Posted: May 13, 2011, 5 a.m. EDT
Q: I'm worried about my male chinchilla, Loki. We recently lost our female, Chica, and they were extremely close. They stayed in the same cage and would even get upset and act up if they were apart for more than a few minutes. Even when they unexpectedly had babies we couldn't remove the male because they got so upset. Loki took care of the babies just as much and just as well as Chica did. Now that Chica has passed away, though, Loki is acting strangely. He's eating OK, but doing things like moving part of his food to a different part of the cage and stashing it or scattering it. He has also taken to trying to groom me. When I put my hand into the cage he nips lightly, scrapes his teeth over my skin and will even remove skin if I have a scratch or hangnail or something. Then he will sit there and cock his head to the side and move toward me and wait to be groomed by me. I can't exactly do it the way his mate did, but I do try to simulate the act because I don't know what else to do. We've talked about getting another female for him, but we aren't sure if that's the right solution or not. Do chinchillas bond more than once to a mate? Is it more likely that he would be upset that the new chinchilla isn't the one he was so used to, and therefore hurt it? Can you help me to figure some of this out? I really want to do the absolute best for Loki. I love him.
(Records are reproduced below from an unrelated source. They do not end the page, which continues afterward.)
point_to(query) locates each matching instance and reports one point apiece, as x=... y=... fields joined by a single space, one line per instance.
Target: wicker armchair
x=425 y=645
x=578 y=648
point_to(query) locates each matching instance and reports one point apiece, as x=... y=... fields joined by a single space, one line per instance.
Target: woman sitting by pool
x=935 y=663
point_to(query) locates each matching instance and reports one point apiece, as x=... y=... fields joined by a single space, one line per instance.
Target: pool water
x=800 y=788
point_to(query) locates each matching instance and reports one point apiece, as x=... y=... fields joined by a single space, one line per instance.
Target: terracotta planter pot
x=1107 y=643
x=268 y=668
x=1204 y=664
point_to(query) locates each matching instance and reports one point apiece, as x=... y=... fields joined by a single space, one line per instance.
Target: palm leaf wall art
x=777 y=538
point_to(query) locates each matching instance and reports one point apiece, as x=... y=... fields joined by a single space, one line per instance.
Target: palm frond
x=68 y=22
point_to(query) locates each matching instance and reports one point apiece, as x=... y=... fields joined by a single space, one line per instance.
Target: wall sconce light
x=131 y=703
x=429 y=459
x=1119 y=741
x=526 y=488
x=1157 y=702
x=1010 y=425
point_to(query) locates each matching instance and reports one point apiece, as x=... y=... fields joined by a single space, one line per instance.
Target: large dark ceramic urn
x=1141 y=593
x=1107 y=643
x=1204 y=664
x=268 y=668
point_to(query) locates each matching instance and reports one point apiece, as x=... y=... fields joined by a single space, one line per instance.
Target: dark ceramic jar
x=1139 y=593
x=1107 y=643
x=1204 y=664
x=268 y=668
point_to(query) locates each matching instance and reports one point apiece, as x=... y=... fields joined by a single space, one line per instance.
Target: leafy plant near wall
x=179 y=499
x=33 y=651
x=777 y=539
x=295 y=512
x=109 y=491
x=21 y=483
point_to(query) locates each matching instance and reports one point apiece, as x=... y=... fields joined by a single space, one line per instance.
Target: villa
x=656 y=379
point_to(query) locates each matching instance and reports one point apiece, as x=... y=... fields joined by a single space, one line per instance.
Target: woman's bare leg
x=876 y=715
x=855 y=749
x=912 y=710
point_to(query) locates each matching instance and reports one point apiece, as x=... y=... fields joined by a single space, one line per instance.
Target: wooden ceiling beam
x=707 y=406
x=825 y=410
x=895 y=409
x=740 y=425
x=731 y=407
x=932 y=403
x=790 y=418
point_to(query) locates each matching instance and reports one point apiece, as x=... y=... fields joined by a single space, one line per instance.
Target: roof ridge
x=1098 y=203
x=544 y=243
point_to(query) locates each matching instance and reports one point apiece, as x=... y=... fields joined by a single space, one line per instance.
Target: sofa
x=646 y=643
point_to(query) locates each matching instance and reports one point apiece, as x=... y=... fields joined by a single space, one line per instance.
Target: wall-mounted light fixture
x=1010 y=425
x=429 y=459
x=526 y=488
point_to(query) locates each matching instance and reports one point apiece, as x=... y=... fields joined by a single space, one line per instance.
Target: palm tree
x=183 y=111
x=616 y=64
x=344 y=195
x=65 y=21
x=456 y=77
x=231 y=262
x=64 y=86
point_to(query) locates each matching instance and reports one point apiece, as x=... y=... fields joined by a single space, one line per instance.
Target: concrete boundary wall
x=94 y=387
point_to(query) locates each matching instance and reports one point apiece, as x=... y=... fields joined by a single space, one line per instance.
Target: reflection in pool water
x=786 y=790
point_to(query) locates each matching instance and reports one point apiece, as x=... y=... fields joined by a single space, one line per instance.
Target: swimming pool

A: Many chinchillas form deep bonds with partners or cagemates. If one of the pair dies, it is very common to see dramatic changes in behavior in the surviving chinchilla. These changes may include refusal to eat or drink, withdrawal, listlessness, sulking in the rear of their cage and vocal calling in hopes that the mate will return. Give the surviving chinchilla more attention.
If the chinchilla stops eating, try giving some yogurt, our chinchillas like strawberry yogurt the best, or some baby food. Gerbers 3rd Foods Apples and Bananas with Mixed Cereal is well received. The goal is to get the chinchilla interested in eating again. Both yogurt and baby food contain fluid and calories and will help avoid chinchilla health emergencies while the chinchilla is grieving. Avoid high-sugar treats, as this may cause dehydration if the chinchilla is not drinking water.
See if the chinchilla will accept more scratches; try scratching around the head and ears and under the chin and along the side of the face. The chinchilla may groom you in return and will expect to be scratched and groomed when it is “your turn” again. Continue giving extra love and care until the chinchilla starts to return to more normal behavior.
Yes, many chinchillas will bond to more than one mate. Finding a new partner is a good idea but is not always successful. Chinchillas have long, sharp front teeth, and a fight lasting just a few seconds can bring grave injury.
A male chinchilla that has had a female partner often will accept another female, but the new female chinchilla may not accept the male. Pairing two male chinchillas can be dangerous, as they may fight over dominance or territory. Pairing two mature female chinchillas often fails. An older female is more likely to accept a very young female or a very young male. Chinchilla males are sexually active by 10 to 12 weeks, so this pairing may bring a litter of new chinchilla babies.
When possible, place the potential cagemates next to each other in separate cages to see how they get along. If the chinchilla sleep next to each other, then there is a better chance they can be safely and successfully put together.